About Privacy


   In recent years online security has become an increasing issue. A note about privacy may be necessary.

   Various measures have been developed to help people maintain privacy and security online. Unfortunately, those measures, such as the P3P privacy standard and the "Do Not Track" initiative, are mainly just gimmicks designed to placate the general public. While Microsoft and Google make a good show of being interested in privacy, their actions show otherwise. Neither browser has settings to block 3rd-party web bugs. Both browsers hide their cookie settings, make them confusing, and default to allowing spyware advertising cookies to track one's activities online. The Chrome browser does not even make many settings available. In short, don't expect any help from browser makers. There's too much money at stake. Firefox is slightly better, but still not private by design.
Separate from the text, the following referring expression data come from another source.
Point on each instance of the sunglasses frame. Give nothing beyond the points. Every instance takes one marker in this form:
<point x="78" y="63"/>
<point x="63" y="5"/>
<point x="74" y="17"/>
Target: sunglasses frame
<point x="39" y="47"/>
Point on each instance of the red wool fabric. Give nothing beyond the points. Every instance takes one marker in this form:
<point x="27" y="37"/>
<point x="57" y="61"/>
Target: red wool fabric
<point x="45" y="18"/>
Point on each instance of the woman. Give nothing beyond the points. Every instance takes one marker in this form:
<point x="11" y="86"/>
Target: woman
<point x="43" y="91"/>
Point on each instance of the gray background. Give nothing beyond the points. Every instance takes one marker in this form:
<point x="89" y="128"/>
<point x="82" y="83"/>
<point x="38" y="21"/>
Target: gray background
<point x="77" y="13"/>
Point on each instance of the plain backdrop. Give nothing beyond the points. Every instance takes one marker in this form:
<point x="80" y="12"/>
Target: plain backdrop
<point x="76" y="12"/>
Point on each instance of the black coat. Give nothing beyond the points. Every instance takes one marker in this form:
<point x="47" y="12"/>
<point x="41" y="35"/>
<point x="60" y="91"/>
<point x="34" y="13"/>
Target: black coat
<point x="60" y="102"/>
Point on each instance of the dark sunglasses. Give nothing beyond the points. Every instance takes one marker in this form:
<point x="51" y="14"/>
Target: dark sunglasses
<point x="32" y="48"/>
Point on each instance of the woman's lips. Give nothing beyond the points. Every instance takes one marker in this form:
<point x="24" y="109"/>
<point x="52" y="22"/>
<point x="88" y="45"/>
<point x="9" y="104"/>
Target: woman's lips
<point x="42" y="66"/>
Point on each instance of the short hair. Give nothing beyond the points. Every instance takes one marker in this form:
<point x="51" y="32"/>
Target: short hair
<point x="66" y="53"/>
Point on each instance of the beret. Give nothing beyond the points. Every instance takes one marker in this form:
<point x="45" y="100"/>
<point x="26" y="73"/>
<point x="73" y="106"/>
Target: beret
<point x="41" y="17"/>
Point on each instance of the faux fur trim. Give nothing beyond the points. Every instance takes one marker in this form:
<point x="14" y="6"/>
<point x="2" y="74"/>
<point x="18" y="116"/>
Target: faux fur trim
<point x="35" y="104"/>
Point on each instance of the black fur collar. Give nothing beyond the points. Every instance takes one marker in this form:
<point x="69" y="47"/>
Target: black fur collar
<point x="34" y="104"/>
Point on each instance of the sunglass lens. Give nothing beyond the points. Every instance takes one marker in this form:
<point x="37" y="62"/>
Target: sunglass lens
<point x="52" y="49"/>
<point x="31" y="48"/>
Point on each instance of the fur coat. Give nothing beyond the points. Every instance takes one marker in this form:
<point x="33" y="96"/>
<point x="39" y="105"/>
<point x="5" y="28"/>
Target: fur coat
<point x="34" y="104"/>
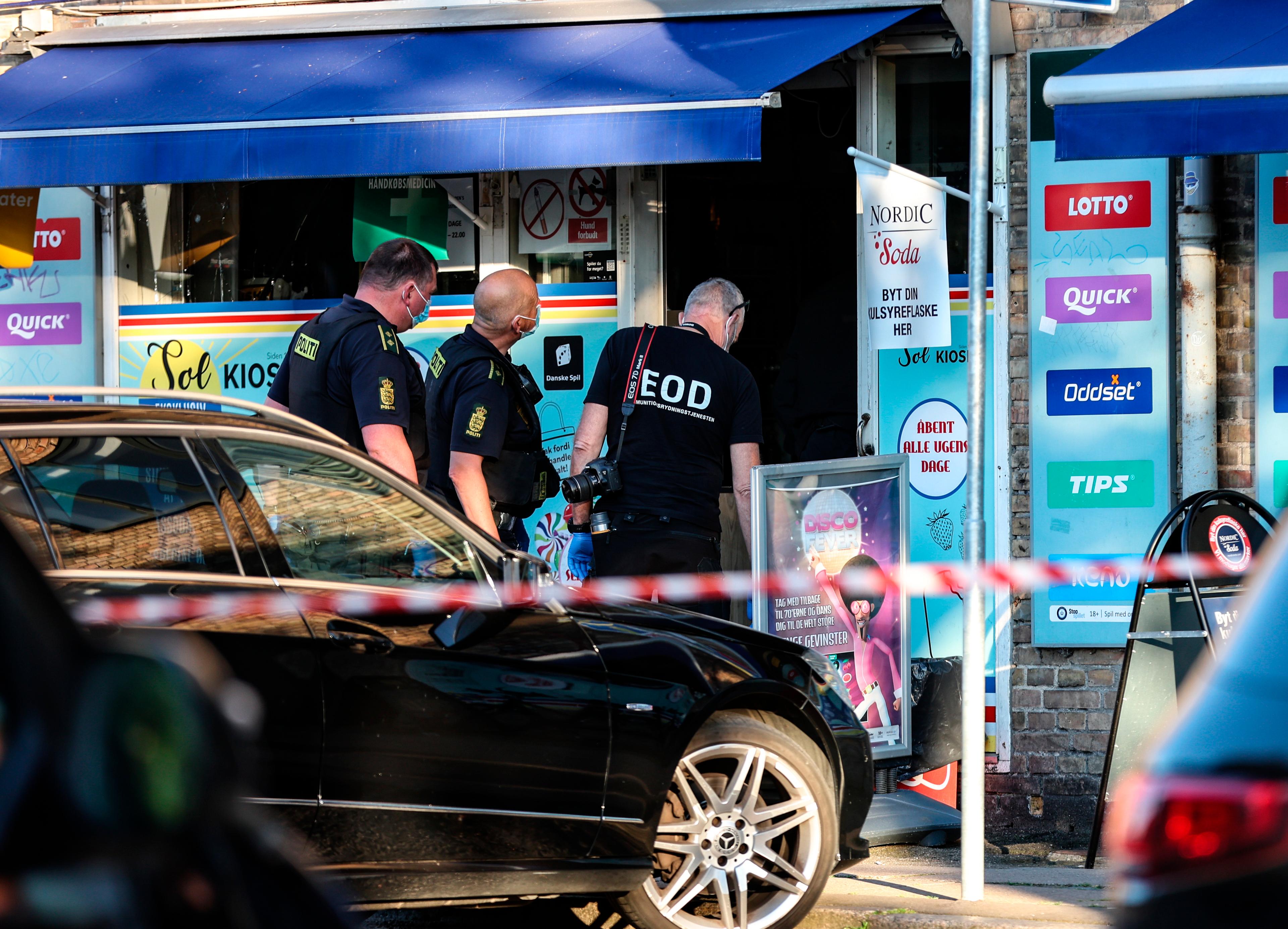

   Due to currently fashionable privacy gimmicks, you could see a message that www.jsware.net is not a safe website, privacy-wise. Why is that? JSWare does not publish an official privacy policy. Nor do we take part in P3P. Those things engender a false sense of security that has misled the public. Most people feel reassured to see that a website has a privacy policy. They should not feel reassured. Online marketing research companies survive by intruding upon your privacy. Many online businesses increase profits by spying on your activities in order to show you targetted ads and/or to customize the content and pricing they show on their webpages. Naturally those companies will come up with a suitable privacy policy so that your browser does not warn you about them. Their policy will be long and abstruse. It may actually define how the site intends to use your private information. (A privacy policy has nothing to do, necessarily, with respecting your privacy.) In nearly all cases privacy policies also include a disclaimer saying that the issuer reserves the right to unilaterally change the policy at any time! Such changes are common. In other words, their privacy policy means nothing to you at all. It is only a marketing and public relations device.

The JSWare website does not use:
   • cookies
   • javascript
   • ActiveX controls
   • Java applets
   • plug-ins such as Flash Player
   • P3P privacy files
   • 3rd-party web bugs
    ...or any form of "active content" programming code.

    NOTE: If while viewing this website you see ads, popup windows, "popunders", specially highlighted links, or other intrusions, they do not originate from this website. You may see such things if you are using a proxy browsing service or if you have allowed some kind of sleazeware to be installed on your computer.

What do you reveal to the JSWare website?

   All websites can know your IP address and the pages that you view. (If your browser does not ask for the pages and tell where to send them you cannot see the website.)

If you do not block referrer headers in the browser then at least the following information will also be sent:

   • The make and version of the browser you're using.
   • The make and version of the operating system you're using.
   • Where you just came from if you clicked a link to arrive at the present website.

   The information sent in the referrer header is generally harmless. It is used to customize webpages for different browsers and to provide web masters with information such as how many people visit their website and where those visitors might have linked from. But you can block the referrer header if you like, providing that you use Firefox, PaleMoon, K-Meleon, or Opera.